As an undergraduate at Yale, Mr. Donaldson majored in American studies and befriended members of the Bush political clan. He was business manager of The Yale Daily News and a member of the exclusive Skull and Bones secret society. After graduating, he enlisted in the Marine Corps, earned a commission as a second lieutenant and served in various locations in the United States and Japan.

“When I got out of the service I was convinced that helicopters were the wave of the future and that everybody was going to have one in their garage,” he said in a 2002 oral history for Harvard Business School. After failing to find a management-track job in the helicopter industry, he joined the Wall Street firm G.H. Walker & Company, run by members of the Bush family.

Around a year later, he enrolled in Harvard Business School, where he found that case studies of business problems sharpened his ability to ask probing questions. He returned to G.H. Walker after completing his M.B.A. degree in 1958. Soon he was talking with two other Harvard Business School graduates, Mr. Lufkin and Mr. Jenrette, about starting their own firm.

Once D.L.J. was up and running, Mr. Donaldson wrote, the founders taught themselves to do stock market research with an “investigative mind-set.” Rather than just talking to executives, they sought input from customers, suppliers and others.

The Equitable Life Assurance Society acquired D.L.J. in 1985 for about $430 million, and it was later absorbed into Credit Suisse.

In the mid-1970s, Mr. Donaldson tried to buy The New York Post, only to see it sold to Rupert Murdoch. Kingman Brewster Jr., then president of Yale, provided an alternative by recruiting Mr. Donaldson to create a management school. He served as its dean until 1980, promoting the idea of combining public service with business careers.

“I think the lines between the private and public sectors are blurring more and more,” he told The Times in 1975. “Business has to interface with government increasingly, and government is more and more involved with business. It’s just a fact of life, and not necessarily bad.”

In the early 1980s, he created an investment company, Donaldson Enterprises, and briefly campaigned to become the Republican nominee for governor of New York in 1982. “It was a time when the Republican Party was increasingly at the far right, and I wasn’t there, especially on social issues,” he told The Journal News of White Plains, N.Y., in 2005.

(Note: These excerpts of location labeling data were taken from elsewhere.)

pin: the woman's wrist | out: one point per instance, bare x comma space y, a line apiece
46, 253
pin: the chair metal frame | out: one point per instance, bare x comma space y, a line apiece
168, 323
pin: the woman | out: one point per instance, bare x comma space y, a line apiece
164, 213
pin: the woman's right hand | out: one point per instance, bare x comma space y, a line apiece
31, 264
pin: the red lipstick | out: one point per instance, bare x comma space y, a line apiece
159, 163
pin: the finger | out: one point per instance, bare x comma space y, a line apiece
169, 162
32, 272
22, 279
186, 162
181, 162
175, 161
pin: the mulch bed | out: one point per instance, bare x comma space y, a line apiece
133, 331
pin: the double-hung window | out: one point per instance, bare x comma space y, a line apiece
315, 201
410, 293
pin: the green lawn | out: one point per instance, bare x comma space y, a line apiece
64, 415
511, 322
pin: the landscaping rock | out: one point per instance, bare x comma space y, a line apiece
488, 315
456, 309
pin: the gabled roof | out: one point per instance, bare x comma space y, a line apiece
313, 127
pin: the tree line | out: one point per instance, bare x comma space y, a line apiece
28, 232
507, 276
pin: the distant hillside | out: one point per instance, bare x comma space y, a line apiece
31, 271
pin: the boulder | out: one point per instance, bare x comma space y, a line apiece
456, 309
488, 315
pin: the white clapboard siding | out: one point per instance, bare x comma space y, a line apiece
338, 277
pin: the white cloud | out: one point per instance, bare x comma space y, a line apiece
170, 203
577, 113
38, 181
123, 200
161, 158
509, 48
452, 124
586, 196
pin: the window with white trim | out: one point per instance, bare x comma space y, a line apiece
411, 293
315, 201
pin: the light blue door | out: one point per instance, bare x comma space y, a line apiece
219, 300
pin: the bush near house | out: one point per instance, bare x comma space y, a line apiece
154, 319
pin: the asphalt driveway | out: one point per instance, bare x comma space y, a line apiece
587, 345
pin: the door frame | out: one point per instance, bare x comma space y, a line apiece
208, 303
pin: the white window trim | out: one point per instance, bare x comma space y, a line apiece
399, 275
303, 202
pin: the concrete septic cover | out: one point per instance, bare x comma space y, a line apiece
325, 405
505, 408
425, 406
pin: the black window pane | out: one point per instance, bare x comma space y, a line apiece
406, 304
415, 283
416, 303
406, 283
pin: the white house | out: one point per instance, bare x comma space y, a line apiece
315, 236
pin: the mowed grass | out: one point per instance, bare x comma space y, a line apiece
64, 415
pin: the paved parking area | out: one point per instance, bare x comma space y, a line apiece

The New York Stock Exchange, facing tougher competition and declining revenue, recruited him to be its chairman, starting in January 1991. During his term of about four and a half years there, the exchange reduced transaction costs and lured some trading back from rivals.

Mr. Donaldson was a director of Aetna in the late 1990s when that company ran into trouble after splurging on acquisitions. In a February 2000 management shake-up, Aetna’s board appointed him chairman and chief executive. He pleased shareholders with the sale of Aetna’s international and financial-services businesses. He was paid about $19 million in salary, bonuses and stock options (about $35 million in today’s currency) for spending about 13 months working on Aetna’s overhaul.

“My compensation was strongly aligned with shareholder interests,” Mr. Donaldson said when asked about those payments during his S.E.C. confirmation hearing before the Senate Banking Committee.

His first wife, Evan (Burger) Donaldson, who led a nonprofit adoption service, died in 1994. The next year he married Jane Phillips, a former admissions and placement director at the Yale management school. She survives him. In addition to his son Adam, he is survived by two other children, Matthew and Kimberly Donaldson; and three grandchildren. He lived in the hamlet of Waccabuc, part of Lewisboro, in Westchester.

In the Harvard Business School oral history, Mr. Donaldson offered a tip for all kinds of leaders: “Why are we doing it this way?,” he said, is a question that can be asked about everything.